Fiquei colado ao local onde estava ajoelhado. O que me tomou por completo e instantaneamente foi a sua voz. Não consigo descrever o que havia no seu som rouco que evocava as memórias mais recônditas em mim. Era como se sempre tivesse conhecido aquela voz. Permaneci ali imóvel, hipnotizado por aquele som. Ela perguntou-me outra coisa em inglês, mas não consegui perceber o que ela dizia. Ela sorriu-me, com ar de quem sabe.

«Está tudo bem», sussurrou ela em espanhol. Estava ajoelhada à minha direita. «Eu compreendo o medo real. Eu vivo com ele».
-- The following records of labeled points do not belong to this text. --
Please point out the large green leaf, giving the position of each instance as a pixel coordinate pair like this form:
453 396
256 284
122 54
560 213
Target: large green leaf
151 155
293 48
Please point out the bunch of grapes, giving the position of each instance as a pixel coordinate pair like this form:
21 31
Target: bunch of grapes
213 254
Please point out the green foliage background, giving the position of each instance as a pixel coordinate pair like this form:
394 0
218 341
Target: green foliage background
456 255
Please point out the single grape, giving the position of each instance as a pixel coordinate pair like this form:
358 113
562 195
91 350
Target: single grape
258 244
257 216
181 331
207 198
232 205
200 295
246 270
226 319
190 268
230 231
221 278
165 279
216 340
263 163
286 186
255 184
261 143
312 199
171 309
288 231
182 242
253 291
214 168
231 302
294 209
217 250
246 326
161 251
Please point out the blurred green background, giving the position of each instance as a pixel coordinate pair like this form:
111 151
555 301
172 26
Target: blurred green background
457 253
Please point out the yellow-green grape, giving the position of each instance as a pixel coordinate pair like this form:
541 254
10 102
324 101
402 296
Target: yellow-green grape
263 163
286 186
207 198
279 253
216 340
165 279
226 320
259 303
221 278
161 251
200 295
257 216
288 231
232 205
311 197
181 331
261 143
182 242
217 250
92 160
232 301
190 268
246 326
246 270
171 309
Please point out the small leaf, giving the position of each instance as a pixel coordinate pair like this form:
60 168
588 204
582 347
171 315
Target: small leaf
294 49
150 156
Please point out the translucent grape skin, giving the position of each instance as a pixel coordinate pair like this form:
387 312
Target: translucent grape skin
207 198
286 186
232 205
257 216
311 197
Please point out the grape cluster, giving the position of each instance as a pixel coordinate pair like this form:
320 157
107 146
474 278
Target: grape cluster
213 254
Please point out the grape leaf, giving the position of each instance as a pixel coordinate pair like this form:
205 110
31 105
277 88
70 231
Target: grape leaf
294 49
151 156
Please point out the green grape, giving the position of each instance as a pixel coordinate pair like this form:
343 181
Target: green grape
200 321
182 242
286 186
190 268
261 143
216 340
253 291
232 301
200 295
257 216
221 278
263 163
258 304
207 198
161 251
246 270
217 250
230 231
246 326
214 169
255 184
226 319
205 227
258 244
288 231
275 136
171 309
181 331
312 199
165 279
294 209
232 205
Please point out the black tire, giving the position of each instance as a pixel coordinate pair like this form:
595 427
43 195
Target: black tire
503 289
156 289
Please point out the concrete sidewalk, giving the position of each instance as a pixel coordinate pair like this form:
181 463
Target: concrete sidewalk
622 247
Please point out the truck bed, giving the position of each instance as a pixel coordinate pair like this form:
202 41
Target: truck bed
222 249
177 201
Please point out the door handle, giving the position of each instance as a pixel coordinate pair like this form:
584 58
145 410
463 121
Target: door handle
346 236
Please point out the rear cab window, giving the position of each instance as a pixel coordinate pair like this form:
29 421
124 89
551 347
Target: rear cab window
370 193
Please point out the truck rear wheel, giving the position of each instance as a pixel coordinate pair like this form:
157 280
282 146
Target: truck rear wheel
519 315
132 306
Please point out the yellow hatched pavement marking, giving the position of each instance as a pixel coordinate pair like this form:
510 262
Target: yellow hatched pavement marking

Estava prestes a falar com ela quando ouvi a voz do emissário no meu ouvido. «É a voz de Hermelinda, a tua ama de leite», disse. A única coisa que eu sabia sobre Hermelinda era a história que me contaram de ela ter sido morta acidentalmente por um camião desgovernado. Que a voz da mulher despertasse memórias tão profundas e antigas foi chocante para mim. Senti uma ansiedade momentânea e agonizante.

«Eu sou a tua ama de leite!», exclamou a mulher suavemente. «Que extraordinário! Queres o meu peito?». O riso convulsionou o seu corpo.

Fiz um esforço supremo para manter a calma, mas sabia que estava a perder terreno rapidamente e que em pouco tempo iria perder o juízo.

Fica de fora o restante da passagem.